# Betrugsmail: "Verified by Visa" Achtung!



## mabo08 (25 März 2013)

Hallo Zusammen,

es geht mal wieder eine neue Betrugsmail rum. Diesmal soll der Absender Visa.de sein. Der Absender mit der E-Mail Adresse: [email protected] versucht einen glaubhaft zu machen ein HTMl Fomular, welches direkt an der Mail dranhängt auszufüllen und direkt aus dem Client abzuschicken.
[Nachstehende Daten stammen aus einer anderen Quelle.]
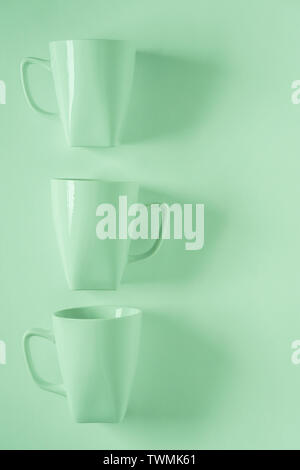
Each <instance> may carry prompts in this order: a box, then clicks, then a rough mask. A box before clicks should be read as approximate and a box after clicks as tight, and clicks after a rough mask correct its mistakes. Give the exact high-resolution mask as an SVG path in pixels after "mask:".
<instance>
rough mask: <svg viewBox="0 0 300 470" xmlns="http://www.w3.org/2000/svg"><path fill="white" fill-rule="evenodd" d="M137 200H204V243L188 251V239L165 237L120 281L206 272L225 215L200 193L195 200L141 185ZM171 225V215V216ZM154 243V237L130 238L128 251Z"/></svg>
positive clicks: (197, 273)
mask: <svg viewBox="0 0 300 470" xmlns="http://www.w3.org/2000/svg"><path fill="white" fill-rule="evenodd" d="M140 196H141V197H140V201H143V202H144V203H146V202H165V203H168V204H169V205H171V204H172V203H174V202H176V203H180V204H181V205H182V207H183V204H187V203H191V204H193V208H195V204H196V203H197V204H200V203H202V204H204V246H203V248H202V249H201V250H195V251H189V250H187V249H186V245H185V244H186V242H187V240H185V239H183V240H174V239H172V238H171V239H170V240H164V241H163V243H162V246H161V248H160V250H159V251H158V253H157V254H155V255H154V256H153V257H151V258H149V259H145V260H144V261H140V262H138V263H134V264H132V265H130V266H128V267H127V268H126V270H125V274H124V278H123V281H122V282H123V284H132V283H136V284H143V283H147V282H149V283H161V282H163V281H165V282H167V283H171V282H176V281H186V282H188V281H189V280H191V279H193V278H195V277H197V278H198V279H199V276H201V275H205V272H206V270H207V269H208V268H209V265H210V263H211V262H212V260H213V256H214V251H215V247H216V245H217V243H218V241H219V239H220V237H221V232H222V230H223V228H224V225H225V219H224V215H223V214H222V213H221V212H220V211H219V210H218V208H217V207H214V205H213V204H211V203H210V202H207V201H205V198H203V195H199V197H198V198H197V199H196V200H195V198H193V199H194V200H191V199H190V198H184V197H183V196H182V195H177V196H176V195H174V196H170V194H168V195H166V194H165V193H162V192H158V191H153V190H150V189H146V188H145V189H144V188H143V190H142V191H141V195H140ZM193 218H194V219H193V230H195V214H194V211H193ZM171 227H172V219H171ZM151 245H153V240H137V241H132V242H131V248H130V252H131V253H139V252H143V251H146V250H147V248H149V247H150V246H151Z"/></svg>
Als Anhang hab ich mal ein Screenshot der Mail.


----------



## Goblin (25 März 2013)

Warum sollte ein Kreditkartenanbieter Kundendaten abfragen ? Das ergibt überhaupt keinen Sinn. Die kennen doch ihre Kunden. Ab in den Müll damit


----------



## Hippo (25 März 2013)

Goblin Süßer ... 
Guck mal was er schreibt


> ...es geht mal wieder eine neue Betrugsmail rum...


----------



## Goblin (25 März 2013)

Ja is mir schon klar dass er es weiss. Kann man aber nicht oft genug sagen das es Müll ist. Kennst doch die ganzen Blindfische und Allesglaubenden...undefined


----------



## mabo08 (26 März 2013)

Sollte nur ein Hinweis sein. Irgendwann trifft es jeden in der falschen Situation und dann denkt man an diesen Eintrag.


----------